Abstract

This paper investigates two related optimal input selection problems for fixed (non-switched) and switched structured (or structural) systems. More precisely, we consider selecting the minimum cost of inputs from a prior set of inputs, and selecting the inputs of the smallest possible cost with a bound on their cardinality, all to ensure system structural controllability. Those problems have attracted much attention recently; unfortunately, they are NP-hard in general. In this paper, it is found that, if the input structure satisfies certain ’regularizations’, which are characterized by the proposed restricted total unimodularity notion, those problems can be solvable in polynomial time via linear programming (LP) relaxations. Particularly, the obtained characterizations depend only on the incidence matrix relating the inputs and the source strongly connected components (SCC) of the system structure, irrespective of how the inputs actuate states within the same SCC. They cover all the currently known polynomially solvable cases (such as the dedicated input case), and contain many new cases unexplored in the past, among which the source-SCC separated input (SSSI) constraint is highlighted.

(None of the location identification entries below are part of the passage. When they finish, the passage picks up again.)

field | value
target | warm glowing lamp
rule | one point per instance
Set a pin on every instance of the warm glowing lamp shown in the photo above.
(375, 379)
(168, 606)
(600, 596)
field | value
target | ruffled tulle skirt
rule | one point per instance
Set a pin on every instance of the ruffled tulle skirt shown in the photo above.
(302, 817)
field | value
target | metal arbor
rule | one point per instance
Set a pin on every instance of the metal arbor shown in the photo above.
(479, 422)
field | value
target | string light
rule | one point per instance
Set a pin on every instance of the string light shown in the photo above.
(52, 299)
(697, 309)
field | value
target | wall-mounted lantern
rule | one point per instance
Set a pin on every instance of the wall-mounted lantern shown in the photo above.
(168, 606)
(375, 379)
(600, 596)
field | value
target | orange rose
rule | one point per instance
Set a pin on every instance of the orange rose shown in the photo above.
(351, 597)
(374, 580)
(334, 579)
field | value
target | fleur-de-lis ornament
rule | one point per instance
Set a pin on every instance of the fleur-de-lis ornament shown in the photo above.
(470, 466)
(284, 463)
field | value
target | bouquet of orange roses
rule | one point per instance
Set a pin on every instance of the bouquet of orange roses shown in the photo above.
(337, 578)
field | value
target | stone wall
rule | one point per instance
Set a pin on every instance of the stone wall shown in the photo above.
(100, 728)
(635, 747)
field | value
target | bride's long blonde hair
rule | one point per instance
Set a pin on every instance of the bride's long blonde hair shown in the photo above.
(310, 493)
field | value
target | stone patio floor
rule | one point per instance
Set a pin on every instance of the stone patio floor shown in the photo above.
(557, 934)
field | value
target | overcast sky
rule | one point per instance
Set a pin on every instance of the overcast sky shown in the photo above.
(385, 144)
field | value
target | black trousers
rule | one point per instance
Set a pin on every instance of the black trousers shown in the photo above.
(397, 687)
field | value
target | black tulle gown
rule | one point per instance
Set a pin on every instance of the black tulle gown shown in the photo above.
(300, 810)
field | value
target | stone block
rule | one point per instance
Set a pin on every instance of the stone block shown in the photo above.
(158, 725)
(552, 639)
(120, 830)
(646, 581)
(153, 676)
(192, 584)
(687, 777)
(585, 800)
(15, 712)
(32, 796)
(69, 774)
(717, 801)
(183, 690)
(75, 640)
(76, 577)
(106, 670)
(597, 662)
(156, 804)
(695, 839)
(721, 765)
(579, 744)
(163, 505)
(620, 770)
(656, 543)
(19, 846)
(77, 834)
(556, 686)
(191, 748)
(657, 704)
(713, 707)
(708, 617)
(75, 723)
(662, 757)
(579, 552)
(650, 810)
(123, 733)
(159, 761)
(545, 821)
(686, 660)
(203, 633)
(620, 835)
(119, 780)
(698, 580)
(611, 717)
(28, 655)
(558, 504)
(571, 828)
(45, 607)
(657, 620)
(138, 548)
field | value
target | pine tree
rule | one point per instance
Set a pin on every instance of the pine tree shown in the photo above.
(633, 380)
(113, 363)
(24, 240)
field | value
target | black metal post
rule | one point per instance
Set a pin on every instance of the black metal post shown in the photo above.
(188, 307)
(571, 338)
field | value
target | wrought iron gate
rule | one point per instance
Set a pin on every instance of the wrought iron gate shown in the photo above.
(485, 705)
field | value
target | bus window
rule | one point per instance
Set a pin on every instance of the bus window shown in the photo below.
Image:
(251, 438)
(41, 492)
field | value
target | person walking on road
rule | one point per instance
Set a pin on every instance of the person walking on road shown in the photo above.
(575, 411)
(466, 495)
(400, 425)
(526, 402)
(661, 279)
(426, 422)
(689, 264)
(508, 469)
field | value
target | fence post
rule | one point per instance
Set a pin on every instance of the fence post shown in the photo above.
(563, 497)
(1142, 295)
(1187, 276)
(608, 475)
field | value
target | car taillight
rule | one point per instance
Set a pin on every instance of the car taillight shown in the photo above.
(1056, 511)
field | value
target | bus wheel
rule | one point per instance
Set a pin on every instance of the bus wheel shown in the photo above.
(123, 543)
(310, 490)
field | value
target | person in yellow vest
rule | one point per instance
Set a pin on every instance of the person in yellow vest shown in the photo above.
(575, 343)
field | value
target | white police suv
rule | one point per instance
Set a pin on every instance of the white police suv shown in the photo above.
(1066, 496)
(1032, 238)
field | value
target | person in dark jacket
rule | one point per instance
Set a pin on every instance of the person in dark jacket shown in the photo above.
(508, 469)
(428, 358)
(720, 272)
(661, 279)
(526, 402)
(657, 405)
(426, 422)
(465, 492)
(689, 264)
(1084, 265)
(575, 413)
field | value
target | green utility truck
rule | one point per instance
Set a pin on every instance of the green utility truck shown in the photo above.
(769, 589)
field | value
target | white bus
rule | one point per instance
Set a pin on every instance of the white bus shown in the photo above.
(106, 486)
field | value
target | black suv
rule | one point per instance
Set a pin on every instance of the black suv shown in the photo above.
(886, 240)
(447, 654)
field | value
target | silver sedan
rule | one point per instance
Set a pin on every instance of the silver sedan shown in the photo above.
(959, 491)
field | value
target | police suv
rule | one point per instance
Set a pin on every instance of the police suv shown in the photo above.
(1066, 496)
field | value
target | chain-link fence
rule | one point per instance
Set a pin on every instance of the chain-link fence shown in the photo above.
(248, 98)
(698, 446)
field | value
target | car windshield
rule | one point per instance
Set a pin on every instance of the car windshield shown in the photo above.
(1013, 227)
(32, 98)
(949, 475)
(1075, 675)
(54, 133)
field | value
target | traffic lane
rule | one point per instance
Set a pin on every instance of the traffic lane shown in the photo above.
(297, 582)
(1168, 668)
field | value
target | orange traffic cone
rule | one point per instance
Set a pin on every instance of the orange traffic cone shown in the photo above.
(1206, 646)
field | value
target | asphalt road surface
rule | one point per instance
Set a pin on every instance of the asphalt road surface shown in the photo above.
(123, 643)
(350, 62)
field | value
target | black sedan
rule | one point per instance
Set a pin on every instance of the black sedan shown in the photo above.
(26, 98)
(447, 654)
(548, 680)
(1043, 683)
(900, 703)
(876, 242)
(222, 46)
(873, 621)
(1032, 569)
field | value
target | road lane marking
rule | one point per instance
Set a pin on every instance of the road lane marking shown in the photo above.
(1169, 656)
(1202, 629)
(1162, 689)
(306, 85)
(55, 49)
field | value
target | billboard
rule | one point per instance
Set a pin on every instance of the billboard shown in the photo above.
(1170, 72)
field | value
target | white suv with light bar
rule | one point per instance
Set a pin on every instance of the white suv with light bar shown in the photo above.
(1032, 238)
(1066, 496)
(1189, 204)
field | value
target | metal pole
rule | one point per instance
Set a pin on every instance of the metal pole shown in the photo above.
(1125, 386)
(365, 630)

Further, these results are extended to switched systems, and a polynomially solvable condition, namely the joint SSSI constraint, is obtained that does not require each of the subsystems to satisfy the SSSI constraint. We achieve these by first formulating those problems as equivalent integer linear programmings (ILPs), and then proving the total unimodularity of the corresponding constraint matrices. We also study solutions obtained via LP-relaxation and LP-rounding in the general case, resulting in some lower and upper bounds. Several examples are given to illustrate the obtained theoretical results.